Her pilgrimage was accomplished; there was nothing more but to turn her face to the mountains. It seemed to her at times as if she should never reach them. They were weary hours before she came upon Lost Creek, loitering down the sunlit valley, to vanish in the grewsome caverns beneath the range. The sumach leaves were crimsoning along its banks. The scarlet-oak emblazoned the mountain side. Above the encompassing heights the sky was blue, and the mountain air tasted like wine. Never a crag or chasm so sombre but flaunted some swaying vine or long tendriled moss, gilded and gleaming yellow. Buckeyes were falling, and the ashy “ Indian pipes ” silvered the roots of the trees. In every marshy spot glowed the scarlet cardinal-flower, and the goldenrod had sceptred the season. Now and again the forest quiet was broken by the patter of acorns from the chestnut-oaks, and the mountain swine were abroad for the plenteous mast. Overhead she heard the faint, weird cry of wild geese winging southward. The whole aspect of the scene was changed, save that of Pine Mountain. There it stood, solemn, majestic, mysterious, masked by its impenetrable growth, and hung about with duskier shadows wherever a ravine indented the slope. The spirit within it was chanting softly, softly. For the moment she felt the supreme exaltation of the mountains. It lifted her heart. And when a sudden fluctuating red glare shot out over the murky shades, and the dull sighing of the bellows reached her ear from the forge on the mountain’s brink, and the air was presently vibrating with the clinking of the hand-hammer and the clanking of the sledge, and the crags clamored with the old familiar echoes, she realized that she had done all she sought to do ; that she had gone forth helpless but for her own brave spirit; that she had returned helpful and hopeful ; and that here was her home, and she loved it. This enabled her better to endure the anger and the reproaches of her relatives, and the curiosity and covert suspicion of the whole country side.

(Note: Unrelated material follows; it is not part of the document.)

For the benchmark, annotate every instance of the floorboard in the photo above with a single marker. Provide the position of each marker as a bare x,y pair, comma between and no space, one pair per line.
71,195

Evander’s people regarded the situation with grave misgivings. “ I hope ter the mercy-seat,” quavered old man Price, “ ez Cynthy Ware hain’t gone an’ actially sot the gov’nor o’ Tennessee more ’n ever agin that pore critter ; but I misdoubts,” — he shook his head piteously, as he perched on the fence, — “I misdoubts.”

“ An’ the insurance o’ that thar gal! ” cried Mrs. Price. She never hed no call ter meddle with ’Vander.”

Cynthia’s mother entertained this view also, but for a different reason. “ ’T war no consarn o’ Cynthy’s, nohow,” she said, advising with her daughter Maria. “ Cynthy air neither kith nor kin o’ ’Vander, who air safer an’ likelier in the pen’tiary ’n ennywhar else, ’kase it leaves her no ch’ice but Jeemes Blake, ez she hed better take whilst he air in the mind fur it, an’ whilst she kin git him.”

Jubal Tynes wished that he could have foreseen that Cynthia would meet the governor, for he could have told her exactly what to say; and this, he was confident, would have secured the pardon then. And it was clearly the opinion of the “ mounting,” expressed in the choice coteries assembled at the mill, the blacksmith-shop, the Settlement, and the stillhouse, that a young gal like Cynthy had transcended all the bounds of propriety in this wild junketing after “ gov’nors an’ sech through all the valley country, whar she war n’t knowed from a gatepost, nor her dad nuther.”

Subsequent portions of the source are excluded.